Three Steps To Coding Appeal Success: Improve Coding Appeals Now To Put Pressure On Payers To Divulge Coding Edits

Payer coding edits confuse and confound the most experienced coders. However, challenging a payer’s coding determination often results in more confusion, more frustration and a single line of computer-generated insurer-speak such as “paid according to the plan or policy benefits.”

Such explanations of benefits are little help and should be viewed as particularly unacceptable to those practices concerned about the upcoming ICD-10 implementation and the likelihood that payer coding edits may greatly impact reimbursement in 2014.

Now is the optimum time to increase your demands that payers provide clear, consistently-applied coding edits so that both sides, payer and provider, understand how benefits are calculated and what coding variables directly affect the reimbursement level. If your payers seem unwilling to explain coding edits upfront, the appeal process provides a way to make a case-specific demand for coding edit disclosure. There are specific legal protections applicable to most payer appeal processes which require the disclosure of detailed information related to coding decisions and your payers adherence to these appeal protections will be especially critical during the ICD-10 implementation process.

As follows are the Appeal Solutions Three Steps to Coding Appeal Success. Implement this process now and your ICD-10 readiness will benefit from both a better understanding of currently applied edits and a well-established procedure for demanding disclosure and detailed explanations of newly launched coding edits and how they affect reimbursement.

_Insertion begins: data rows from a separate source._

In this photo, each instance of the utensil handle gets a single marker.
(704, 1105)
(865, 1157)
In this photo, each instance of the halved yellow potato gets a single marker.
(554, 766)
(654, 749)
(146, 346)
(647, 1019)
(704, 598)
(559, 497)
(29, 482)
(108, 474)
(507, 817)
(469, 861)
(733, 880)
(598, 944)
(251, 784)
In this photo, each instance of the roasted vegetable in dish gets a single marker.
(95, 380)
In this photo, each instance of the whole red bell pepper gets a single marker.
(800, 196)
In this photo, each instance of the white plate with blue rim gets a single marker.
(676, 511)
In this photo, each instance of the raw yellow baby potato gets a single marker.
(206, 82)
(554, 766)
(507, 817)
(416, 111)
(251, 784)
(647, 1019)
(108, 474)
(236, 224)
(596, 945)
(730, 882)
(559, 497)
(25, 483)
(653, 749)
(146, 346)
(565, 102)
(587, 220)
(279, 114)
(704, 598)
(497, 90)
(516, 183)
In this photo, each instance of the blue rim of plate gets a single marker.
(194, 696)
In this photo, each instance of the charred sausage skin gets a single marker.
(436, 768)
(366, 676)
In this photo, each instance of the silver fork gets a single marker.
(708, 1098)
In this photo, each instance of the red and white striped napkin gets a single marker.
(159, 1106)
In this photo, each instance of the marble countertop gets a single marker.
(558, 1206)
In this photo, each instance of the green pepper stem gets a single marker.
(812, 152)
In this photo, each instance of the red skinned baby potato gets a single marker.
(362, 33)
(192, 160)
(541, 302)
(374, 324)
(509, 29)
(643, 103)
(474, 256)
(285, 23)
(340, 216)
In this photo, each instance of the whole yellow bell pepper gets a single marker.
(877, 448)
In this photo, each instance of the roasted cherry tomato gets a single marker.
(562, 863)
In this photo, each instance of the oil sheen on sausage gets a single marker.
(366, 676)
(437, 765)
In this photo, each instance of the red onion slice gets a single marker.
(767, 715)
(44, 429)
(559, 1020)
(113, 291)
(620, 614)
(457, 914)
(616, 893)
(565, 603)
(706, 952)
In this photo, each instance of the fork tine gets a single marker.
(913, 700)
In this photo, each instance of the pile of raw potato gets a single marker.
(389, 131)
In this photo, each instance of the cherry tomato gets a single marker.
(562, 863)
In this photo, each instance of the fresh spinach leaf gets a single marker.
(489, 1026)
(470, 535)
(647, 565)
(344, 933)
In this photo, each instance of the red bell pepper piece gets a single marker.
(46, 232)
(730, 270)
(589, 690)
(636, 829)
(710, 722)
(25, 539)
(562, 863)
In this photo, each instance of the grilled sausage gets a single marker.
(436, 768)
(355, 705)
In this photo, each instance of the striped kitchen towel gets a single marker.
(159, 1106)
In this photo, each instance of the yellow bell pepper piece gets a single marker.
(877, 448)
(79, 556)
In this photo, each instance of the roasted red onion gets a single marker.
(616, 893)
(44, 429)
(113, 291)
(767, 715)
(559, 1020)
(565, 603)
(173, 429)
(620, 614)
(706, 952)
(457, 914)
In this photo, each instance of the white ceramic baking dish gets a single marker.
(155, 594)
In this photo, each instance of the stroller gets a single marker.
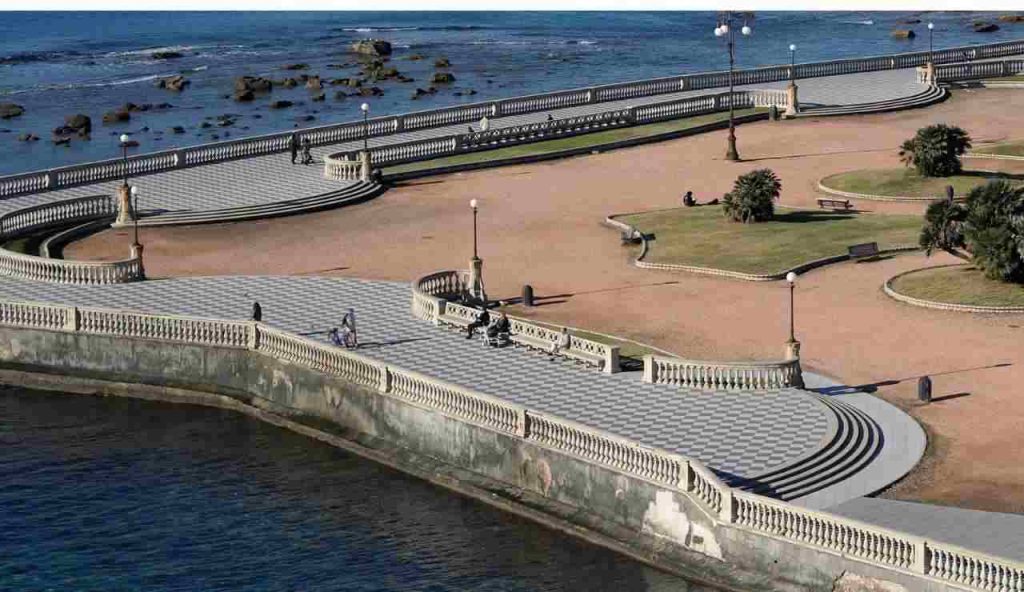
(495, 338)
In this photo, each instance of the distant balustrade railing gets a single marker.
(720, 375)
(773, 518)
(32, 219)
(354, 130)
(999, 69)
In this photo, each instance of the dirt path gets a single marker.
(541, 224)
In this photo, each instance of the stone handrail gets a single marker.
(430, 301)
(981, 70)
(721, 375)
(773, 518)
(28, 220)
(474, 141)
(348, 131)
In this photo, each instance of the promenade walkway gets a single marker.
(270, 179)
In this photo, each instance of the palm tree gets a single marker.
(936, 151)
(753, 197)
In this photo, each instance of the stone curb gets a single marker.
(527, 159)
(806, 266)
(870, 198)
(892, 293)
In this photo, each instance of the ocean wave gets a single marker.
(369, 29)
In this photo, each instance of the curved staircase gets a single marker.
(352, 194)
(930, 96)
(856, 441)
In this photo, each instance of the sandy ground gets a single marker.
(541, 224)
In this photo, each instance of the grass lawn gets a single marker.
(704, 237)
(553, 145)
(1012, 149)
(961, 285)
(906, 181)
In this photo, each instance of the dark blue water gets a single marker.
(56, 64)
(107, 494)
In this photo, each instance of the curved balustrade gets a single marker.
(774, 518)
(31, 267)
(720, 375)
(342, 169)
(348, 131)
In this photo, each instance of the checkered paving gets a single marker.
(738, 433)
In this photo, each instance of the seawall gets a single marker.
(625, 512)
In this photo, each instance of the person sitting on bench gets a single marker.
(561, 344)
(482, 320)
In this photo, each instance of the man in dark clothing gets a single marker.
(482, 320)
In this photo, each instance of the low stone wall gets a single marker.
(892, 293)
(665, 508)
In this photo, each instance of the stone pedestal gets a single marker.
(793, 353)
(791, 97)
(125, 213)
(476, 280)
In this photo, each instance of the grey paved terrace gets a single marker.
(736, 432)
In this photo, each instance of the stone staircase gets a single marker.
(355, 193)
(931, 95)
(856, 441)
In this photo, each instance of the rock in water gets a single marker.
(9, 110)
(375, 47)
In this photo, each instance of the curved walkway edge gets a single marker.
(801, 268)
(892, 293)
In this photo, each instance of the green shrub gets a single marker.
(936, 151)
(994, 230)
(943, 228)
(753, 197)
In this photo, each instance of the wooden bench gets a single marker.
(834, 204)
(863, 250)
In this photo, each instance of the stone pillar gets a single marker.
(365, 166)
(125, 214)
(476, 280)
(793, 354)
(793, 101)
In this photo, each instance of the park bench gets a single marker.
(834, 204)
(863, 250)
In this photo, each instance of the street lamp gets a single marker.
(791, 279)
(793, 62)
(931, 27)
(726, 28)
(366, 126)
(472, 204)
(134, 211)
(125, 138)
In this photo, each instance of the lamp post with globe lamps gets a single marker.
(793, 346)
(476, 265)
(727, 22)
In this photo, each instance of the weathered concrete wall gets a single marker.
(652, 523)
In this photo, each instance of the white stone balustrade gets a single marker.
(720, 375)
(31, 219)
(773, 518)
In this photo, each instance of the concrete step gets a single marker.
(349, 195)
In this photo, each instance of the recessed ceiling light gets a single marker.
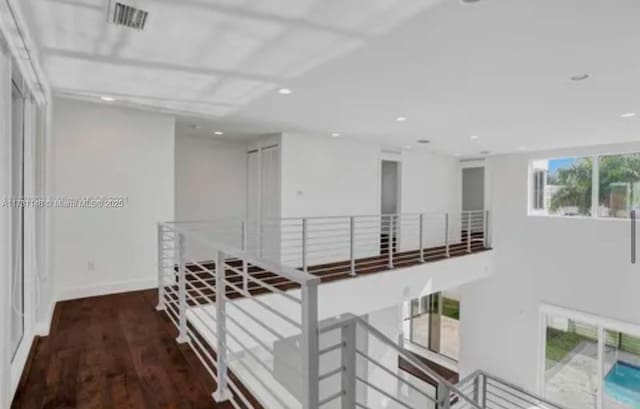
(580, 77)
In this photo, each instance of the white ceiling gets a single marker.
(498, 69)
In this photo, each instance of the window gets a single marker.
(618, 185)
(591, 362)
(434, 323)
(539, 182)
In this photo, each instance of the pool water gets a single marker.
(622, 383)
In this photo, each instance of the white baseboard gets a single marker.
(106, 288)
(41, 328)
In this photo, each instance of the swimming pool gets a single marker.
(622, 383)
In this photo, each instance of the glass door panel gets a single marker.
(621, 371)
(571, 363)
(420, 322)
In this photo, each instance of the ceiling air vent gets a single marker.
(122, 14)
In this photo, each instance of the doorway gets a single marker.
(473, 188)
(389, 205)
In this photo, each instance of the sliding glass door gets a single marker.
(621, 371)
(17, 218)
(591, 362)
(433, 323)
(571, 363)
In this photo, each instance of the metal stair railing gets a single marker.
(354, 364)
(237, 309)
(492, 392)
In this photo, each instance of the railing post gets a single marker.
(352, 255)
(483, 403)
(349, 365)
(476, 389)
(245, 264)
(160, 306)
(259, 238)
(304, 244)
(468, 232)
(183, 337)
(443, 397)
(446, 235)
(486, 229)
(310, 346)
(421, 238)
(390, 242)
(222, 392)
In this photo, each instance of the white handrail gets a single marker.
(358, 243)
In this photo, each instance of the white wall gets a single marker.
(5, 225)
(577, 263)
(210, 179)
(324, 176)
(103, 150)
(341, 176)
(329, 177)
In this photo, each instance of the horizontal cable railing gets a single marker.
(244, 297)
(237, 342)
(363, 376)
(492, 392)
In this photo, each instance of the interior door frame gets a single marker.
(18, 358)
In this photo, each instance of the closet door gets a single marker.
(270, 202)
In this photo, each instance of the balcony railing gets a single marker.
(252, 319)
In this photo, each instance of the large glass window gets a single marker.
(567, 191)
(571, 375)
(433, 323)
(568, 186)
(589, 364)
(618, 185)
(621, 371)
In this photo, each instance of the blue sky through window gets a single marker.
(555, 164)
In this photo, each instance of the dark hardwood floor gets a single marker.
(114, 351)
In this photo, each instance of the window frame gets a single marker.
(595, 185)
(602, 323)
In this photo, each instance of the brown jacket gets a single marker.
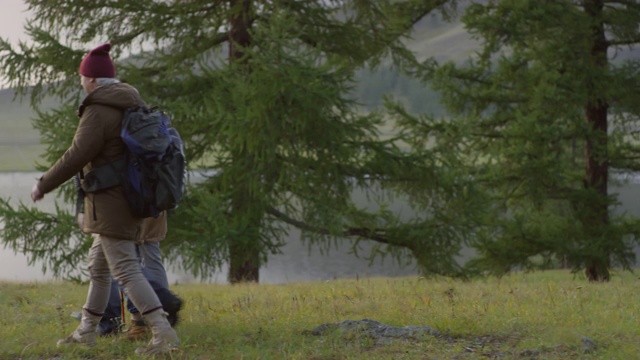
(96, 142)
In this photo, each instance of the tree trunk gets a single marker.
(244, 254)
(596, 160)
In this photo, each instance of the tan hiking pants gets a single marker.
(117, 257)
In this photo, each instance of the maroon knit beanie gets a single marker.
(98, 64)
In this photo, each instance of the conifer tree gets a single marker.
(545, 115)
(260, 91)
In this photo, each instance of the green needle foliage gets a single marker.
(546, 315)
(260, 91)
(545, 115)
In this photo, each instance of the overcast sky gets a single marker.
(12, 18)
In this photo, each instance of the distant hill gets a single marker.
(432, 37)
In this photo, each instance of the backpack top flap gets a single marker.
(145, 132)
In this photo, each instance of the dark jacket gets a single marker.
(95, 143)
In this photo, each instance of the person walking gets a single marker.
(109, 219)
(150, 258)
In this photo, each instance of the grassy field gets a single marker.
(546, 315)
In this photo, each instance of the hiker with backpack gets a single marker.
(150, 258)
(109, 217)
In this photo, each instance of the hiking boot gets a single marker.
(172, 310)
(137, 331)
(85, 334)
(164, 338)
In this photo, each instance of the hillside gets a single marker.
(432, 37)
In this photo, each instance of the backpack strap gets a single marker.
(105, 176)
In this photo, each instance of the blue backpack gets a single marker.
(155, 162)
(153, 170)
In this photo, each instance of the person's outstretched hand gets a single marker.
(36, 194)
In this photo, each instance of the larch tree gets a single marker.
(546, 118)
(261, 93)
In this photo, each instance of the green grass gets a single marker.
(522, 316)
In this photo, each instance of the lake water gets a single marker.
(295, 264)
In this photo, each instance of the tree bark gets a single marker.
(244, 254)
(596, 159)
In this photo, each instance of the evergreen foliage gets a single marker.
(261, 91)
(544, 118)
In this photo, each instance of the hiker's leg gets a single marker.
(126, 269)
(154, 270)
(151, 262)
(111, 317)
(97, 297)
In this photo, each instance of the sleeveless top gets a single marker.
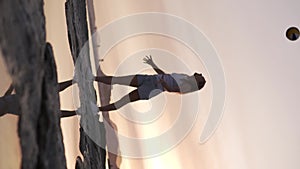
(177, 82)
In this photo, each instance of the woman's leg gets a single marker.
(131, 97)
(130, 80)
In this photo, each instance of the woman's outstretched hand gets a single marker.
(148, 60)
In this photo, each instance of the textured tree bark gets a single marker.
(93, 154)
(104, 92)
(30, 62)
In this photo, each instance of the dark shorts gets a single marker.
(149, 86)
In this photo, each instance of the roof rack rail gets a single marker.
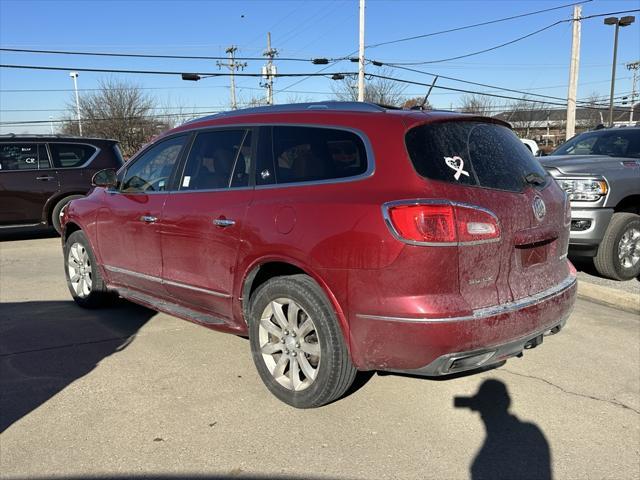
(332, 105)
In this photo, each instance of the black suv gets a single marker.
(39, 175)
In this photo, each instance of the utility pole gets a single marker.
(74, 75)
(361, 56)
(573, 73)
(269, 70)
(233, 66)
(618, 22)
(633, 66)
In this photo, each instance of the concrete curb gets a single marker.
(609, 297)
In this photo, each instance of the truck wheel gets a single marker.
(83, 275)
(618, 255)
(297, 344)
(57, 210)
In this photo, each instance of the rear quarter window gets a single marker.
(307, 154)
(70, 155)
(471, 153)
(23, 156)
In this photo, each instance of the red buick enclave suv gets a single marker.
(338, 237)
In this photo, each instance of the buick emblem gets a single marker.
(539, 208)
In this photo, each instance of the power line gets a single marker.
(162, 72)
(143, 55)
(495, 87)
(510, 42)
(495, 47)
(461, 90)
(490, 22)
(135, 117)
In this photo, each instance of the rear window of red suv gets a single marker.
(471, 153)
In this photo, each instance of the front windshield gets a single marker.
(614, 143)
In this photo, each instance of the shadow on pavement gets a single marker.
(585, 264)
(238, 473)
(45, 346)
(32, 233)
(512, 449)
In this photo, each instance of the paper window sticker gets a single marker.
(456, 164)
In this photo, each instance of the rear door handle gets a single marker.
(223, 222)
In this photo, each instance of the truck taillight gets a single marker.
(440, 223)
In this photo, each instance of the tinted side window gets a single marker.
(213, 158)
(615, 143)
(69, 155)
(471, 153)
(151, 172)
(23, 156)
(303, 154)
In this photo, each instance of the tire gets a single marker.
(55, 213)
(82, 273)
(618, 255)
(317, 370)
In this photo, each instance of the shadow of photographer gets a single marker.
(45, 346)
(512, 448)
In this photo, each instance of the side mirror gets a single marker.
(105, 178)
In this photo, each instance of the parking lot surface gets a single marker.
(129, 392)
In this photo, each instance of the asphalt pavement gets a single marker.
(127, 392)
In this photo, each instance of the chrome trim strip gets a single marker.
(485, 312)
(133, 274)
(20, 225)
(436, 201)
(165, 282)
(196, 289)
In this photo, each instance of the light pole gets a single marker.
(618, 22)
(74, 75)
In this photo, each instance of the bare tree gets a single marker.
(595, 105)
(526, 115)
(376, 90)
(118, 110)
(415, 102)
(477, 104)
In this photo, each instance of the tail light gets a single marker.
(429, 222)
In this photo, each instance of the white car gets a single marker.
(531, 145)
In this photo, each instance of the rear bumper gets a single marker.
(436, 346)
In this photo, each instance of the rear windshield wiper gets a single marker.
(534, 179)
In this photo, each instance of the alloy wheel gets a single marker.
(289, 344)
(79, 267)
(629, 248)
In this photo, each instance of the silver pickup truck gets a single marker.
(600, 171)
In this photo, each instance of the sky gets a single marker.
(300, 29)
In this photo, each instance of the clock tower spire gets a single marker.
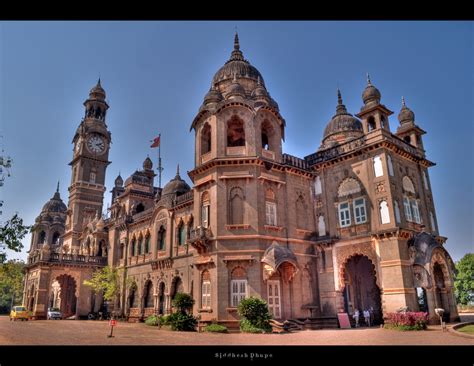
(89, 163)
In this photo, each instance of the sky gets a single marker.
(156, 74)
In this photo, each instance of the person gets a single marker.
(367, 317)
(356, 317)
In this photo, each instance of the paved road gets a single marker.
(72, 332)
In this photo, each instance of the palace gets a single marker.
(350, 226)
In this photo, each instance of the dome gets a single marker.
(175, 186)
(371, 94)
(55, 204)
(342, 123)
(237, 66)
(147, 164)
(406, 115)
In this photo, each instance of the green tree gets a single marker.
(11, 284)
(11, 235)
(464, 282)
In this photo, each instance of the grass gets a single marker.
(469, 329)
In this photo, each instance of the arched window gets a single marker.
(371, 123)
(378, 169)
(317, 186)
(161, 238)
(205, 209)
(42, 237)
(238, 286)
(390, 165)
(321, 226)
(384, 213)
(301, 215)
(270, 208)
(236, 206)
(235, 132)
(206, 139)
(181, 234)
(397, 212)
(55, 240)
(267, 135)
(206, 290)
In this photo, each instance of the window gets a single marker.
(384, 214)
(360, 215)
(390, 165)
(344, 214)
(407, 208)
(270, 213)
(238, 291)
(236, 206)
(321, 226)
(415, 211)
(397, 212)
(378, 169)
(206, 290)
(205, 204)
(317, 186)
(235, 132)
(205, 139)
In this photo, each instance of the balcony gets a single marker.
(199, 239)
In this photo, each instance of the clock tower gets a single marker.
(89, 163)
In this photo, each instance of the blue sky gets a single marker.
(157, 73)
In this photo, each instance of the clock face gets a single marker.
(96, 144)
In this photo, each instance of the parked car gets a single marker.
(19, 312)
(54, 313)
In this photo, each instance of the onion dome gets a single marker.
(371, 95)
(406, 115)
(237, 66)
(342, 127)
(55, 204)
(175, 186)
(119, 181)
(97, 92)
(213, 96)
(147, 164)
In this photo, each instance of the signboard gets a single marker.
(343, 320)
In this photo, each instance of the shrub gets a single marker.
(255, 315)
(216, 328)
(406, 320)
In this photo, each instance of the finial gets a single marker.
(236, 40)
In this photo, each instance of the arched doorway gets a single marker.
(361, 291)
(67, 292)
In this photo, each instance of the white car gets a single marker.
(54, 313)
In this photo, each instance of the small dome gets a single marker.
(147, 164)
(213, 96)
(175, 186)
(55, 204)
(343, 124)
(119, 181)
(371, 95)
(406, 115)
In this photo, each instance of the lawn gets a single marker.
(469, 329)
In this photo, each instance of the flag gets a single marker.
(156, 141)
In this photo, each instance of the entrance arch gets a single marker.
(67, 295)
(360, 287)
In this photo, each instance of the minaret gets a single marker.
(90, 160)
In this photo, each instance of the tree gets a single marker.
(11, 283)
(464, 282)
(11, 235)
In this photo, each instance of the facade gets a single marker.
(351, 226)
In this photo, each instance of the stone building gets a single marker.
(352, 225)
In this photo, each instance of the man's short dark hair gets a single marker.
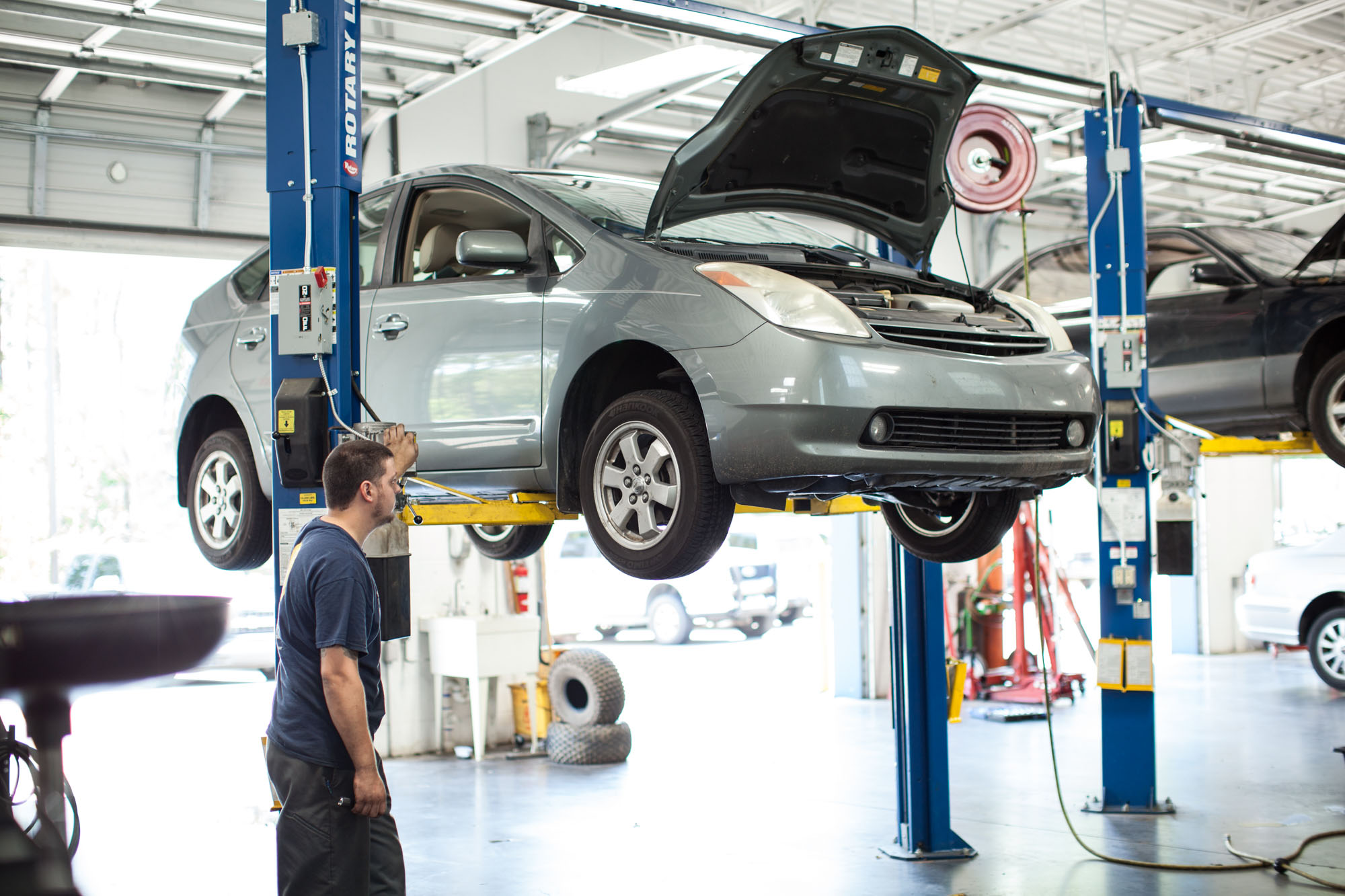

  1. Step One: Establish a review process for “outlier payments.” Outlier payments are those payments which are significantly lower than the anticipated reimbursement for that type of claim. The review process should involve assessment of these outliers for the potential inaccurate application by the payer of downcoding, modifier reduction or bunding edits.
  2. Step Two: Appeal outlier payments. The type of appeal letter depends on the reason for the suspected downcoding or modifier/bundling reduction, such as medical necessity or the ubiquitous “internal coding guideline.” If the coding decision appears to be driven by medical necessity considerations, you may want to outline the clinical justification for the coding utilized by your organization. However, many payer coding decisions do not involve medical necessity and can be appealed by demanding a manual review by a certified coder. A certified coder will likely be in the best position to explain how the payer coding edits affect reimbursement and would possibly provide input regarding treatment variables which might justify overriding a coding edit to allow additional benefits.
  3. Step Three: Persist until payer complies with good information. Payers do not readily provide detailed information about coding edits and many coding appeals will require a Level II or higher appeal. High-level appeal reviewers are likely aware of disclosure laws which may require detailed explanations of how coding edits apply to specific claim scenarios. Therefore, make sure that a Level II appeal draws attention to any specific disclosure request which was not responded to in previous efforts. Consider language such as the following if the Level I appeal response failed to provide specifically requested information:

    It is unclear if this claim was reviewed manually by a credentialed reviewer as requested in our initial appeal. Further, we requested release of your written internal coding guidelines which are applicable to this coding decision. Please be advised, state and federal disclosure laws as well as contract terms may be applicable and require the release of detailed information to substantiate an adverse benefit determination. Therefore, we request a detailed explanation regarding the basis on the decision and release of the credentials of the coding professional who reviewed both the initial and current appeal. It is our position that “paid according to policy/plan guidelines” is insufficient explanation of the internal coding guideline.

If you succeed with the Appeal Solutions Three Steps To Coding Appeal Success, let other organizations know all about it. Coding appeals can result in better understanding of coding decisions and better reimbursement on outlier payments. Payers actively monitor what types of claims are appealed and how much time and resources are dedicated to processing appeals. Therefore, more coding appeals can eventually drive better payers to improve upfront disclosure of changing payment policies to avert a spike in coding appeals.